Il en va de l’œuvre d’art ou du texte littéraire comme du rêve, où un détail en apparence mineur, son inscription parfois marginale dans un ensemble composé, peut subvertir l’ensemble de la lecture, en déplacer le sens, bouleverser le regard. Il surprend alors comme l’irruption du plus intime, sinon du plus dissimulé, pouvant révéler la trace d’une subjectivité — celle du rêveur, de l’artiste, ou du spectateur lui-même. Dans tous les cas, une fois repéré, le détail attire autant qu’il pourrait repousser, par son pouvoir de disloquer ce qui était tenu pour établi, de faire écart avec le tout et de mettre à jour ce qui se tenait caché.
En séance, le langage de l’analysant est, quant à lui, un tissu de nuances et d’approximations, toujours en quête de formulation. L’altération d’une intonation ou la modulation de la voix, les silences « anodins », les trébuchements et les « petites catastrophes » de l’élocution composent le terreau d’où pourra surgir le sens, un sens parfois diffracté, embusqué, inattendu ou intolérable. Élément visible, manifeste ou discret, le détail peut aussi être invisible, voire se signaler par l’absence de l’attendu.
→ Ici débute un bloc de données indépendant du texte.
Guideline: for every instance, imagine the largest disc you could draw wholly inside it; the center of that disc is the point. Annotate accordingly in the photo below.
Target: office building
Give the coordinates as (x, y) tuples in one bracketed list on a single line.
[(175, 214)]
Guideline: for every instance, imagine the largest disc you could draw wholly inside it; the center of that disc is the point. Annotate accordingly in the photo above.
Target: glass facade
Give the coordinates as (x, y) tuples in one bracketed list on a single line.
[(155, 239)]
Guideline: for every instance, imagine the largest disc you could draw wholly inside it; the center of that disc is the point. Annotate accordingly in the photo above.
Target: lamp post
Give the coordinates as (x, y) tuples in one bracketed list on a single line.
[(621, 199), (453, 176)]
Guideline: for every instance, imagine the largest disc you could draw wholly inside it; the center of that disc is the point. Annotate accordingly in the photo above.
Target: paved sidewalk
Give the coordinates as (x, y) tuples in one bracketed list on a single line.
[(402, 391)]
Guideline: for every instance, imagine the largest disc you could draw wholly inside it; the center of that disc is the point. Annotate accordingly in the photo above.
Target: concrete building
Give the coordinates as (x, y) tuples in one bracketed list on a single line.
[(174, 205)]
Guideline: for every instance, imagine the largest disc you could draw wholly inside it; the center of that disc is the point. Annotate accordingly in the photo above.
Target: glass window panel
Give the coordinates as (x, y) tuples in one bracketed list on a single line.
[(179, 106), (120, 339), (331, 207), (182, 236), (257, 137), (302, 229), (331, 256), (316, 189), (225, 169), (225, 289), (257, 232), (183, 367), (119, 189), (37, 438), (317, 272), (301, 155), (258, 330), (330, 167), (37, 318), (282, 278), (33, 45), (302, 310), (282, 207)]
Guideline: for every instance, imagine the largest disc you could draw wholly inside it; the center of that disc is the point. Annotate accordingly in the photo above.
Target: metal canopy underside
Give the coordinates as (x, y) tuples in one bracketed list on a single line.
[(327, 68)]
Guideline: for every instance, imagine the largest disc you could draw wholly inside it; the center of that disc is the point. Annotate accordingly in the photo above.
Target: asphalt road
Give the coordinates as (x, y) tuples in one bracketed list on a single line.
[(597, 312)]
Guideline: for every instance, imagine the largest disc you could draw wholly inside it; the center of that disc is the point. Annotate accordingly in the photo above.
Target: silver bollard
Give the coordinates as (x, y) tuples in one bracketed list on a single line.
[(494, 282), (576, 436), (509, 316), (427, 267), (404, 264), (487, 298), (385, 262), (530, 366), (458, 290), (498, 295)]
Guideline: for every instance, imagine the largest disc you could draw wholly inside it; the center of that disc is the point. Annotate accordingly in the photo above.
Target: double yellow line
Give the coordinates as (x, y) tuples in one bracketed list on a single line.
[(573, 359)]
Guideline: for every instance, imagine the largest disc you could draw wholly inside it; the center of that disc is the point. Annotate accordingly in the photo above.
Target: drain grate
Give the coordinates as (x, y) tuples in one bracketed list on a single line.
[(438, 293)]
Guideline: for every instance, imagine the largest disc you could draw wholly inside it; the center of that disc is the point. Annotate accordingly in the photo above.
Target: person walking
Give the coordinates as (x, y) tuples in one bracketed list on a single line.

Il est un moment qui fait événement tant dans le tableau, le texte ou la parole, et qui tend irrésistiblement à arrêter le regard et l’écoute, à troubler l’économie de leur parcours.
Élément relégué à l’arrière-plan d’une toile ou dissimulé dans un texte, le détail peut venir en renverser l’équilibre de la composition, quand en psychanalyse, un signe infime peut ouvrir sur le refoulé, fissurer la surface du discours pour laisser entrevoir l’invisible. Mais quand il se met, dans la langue, au service de la quête d’exactitude, quand il vise l’insensé d’une réplique à l’identique de la réalité, il peut aussi être un point de fixation, un lieu de résistance, là où le sujet s’accroche à la répétition, à l’obsession, à une fixation symptomatique.
Ainsi, le détail — en psychanalyse comme en art et en littérature — se révèle ambivalent : à la fois énigme et révélation, barrière et passage, résistance et levier thérapeutique. Il ouvre une brèche vers la vérité refoulée, et permet, dans l’espace transférentiel, l’émergence de transformations subjectives. L’infime, alors, devient l’essentiel.